Les principes évoqués ne constitueraient, par contre, que des « déclarations de
principes » n’ayant pas caractère contraignant ; par conséquent, celles-ci « ne
constituent pas des sources de droit, bien qu’elles puissent exercer une influence
sur la formation des coutumes et des conventions conformes à leur contenu ». De
toute façon, selon notre Cour constitutionnelle, la loi italienne sur la
responsabilité civile des magistrats ne constituerait pas une entorse au
principe de l’indépendance du pouvoir judiciaire visé par les principes énoncés
par les Nations Unies. Le fait même que la Cour a traité de façon si « gênée »

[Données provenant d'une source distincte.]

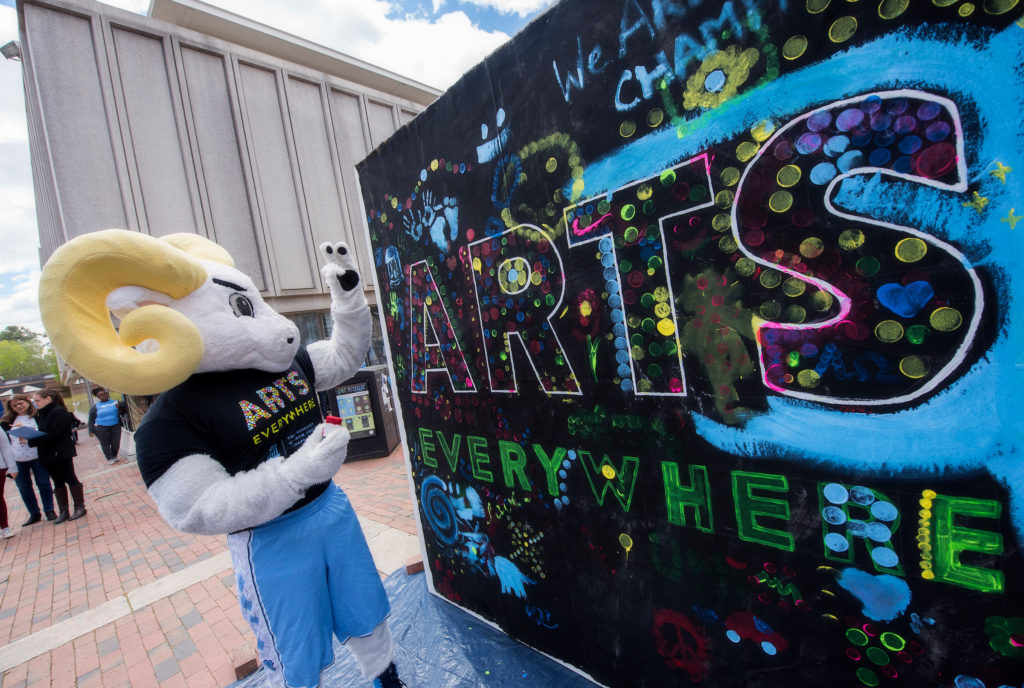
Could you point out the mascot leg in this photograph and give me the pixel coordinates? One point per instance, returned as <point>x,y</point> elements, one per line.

et, en même temps, hâtive le problème, prouve qu’elle était bien consciente de
l’atteinte que notre loi porte aux principes cités.
En rédigeant
le rapport italien en vue de la réunion de l’Union Internationale des
Magistrats prévue à Abidjan en 2002 (la réunion eut lieu à Vienne l’année
suivante, suite aux évènements en Côte d’Ivoire) [18], j’avais remarqué que le point le plus
sensible de ce thème était celui concernant les rapports entre responsabilité
civile des juges et indépendance du pouvoir judiciaire. J’ajoutais qu’
« il faut songer en tout cas à faire en sorte que le système de
responsabilité civile (mais le problème se pose de la même façon pour la
responsabilité disciplinaire) ne devienne pas un instrument de possible
‘chantage’ (comme beaucoup de monde le voudrait dans mon pays !) dans les mains
des avocats (et surtout des avocats italiens !), ainsi que de toutes les
personnes et des centres de pouvoir intéressés à ce que la justice ne
fonctionne pas (ou, en tout cas, qu’elle ne fonctionne pas contre eux) ».
Avec le
recul du temps, je note que j’ai été un bon prophète, du moins pour ce qui
était de mon expérience professionnelle. Aujourd’hui, en fait, il arrive pas
mal de fois qu’un avocat, de façon directe ou indirecte, lance ce genre de
menace à l’encontre du juge, lorsqu’il croit que le juge ne lui donnera pas
raison. Quand cela m’est arrivé (l’avocate, faut-il ajouter, avait été assez stupide
pour déclarer « je porterai plainte contre vous » en présence de
l’adversaire et de l’expert technique ! Elle ne s’était pas non plus
rendue compte du fait que j’avais commandé une expertise justement pour aider
ses arguments plutôt chancelants), après avoir (désespérément) essayé
d’expliquer qu’en Italie on ne pouvait pas porter plainte directement contre un
juge, j’ai immédiatement noté la menace dans le procès-verbal et renvoyé
l’affaire au Président du Tribunal en déclarant que je me récuserais ;
j’ai aussi déposé une plainte pour outrage par-devant le Parquet, tout en
informant le barreau concerné (sans suite, à ma connaissance, à ce jour…).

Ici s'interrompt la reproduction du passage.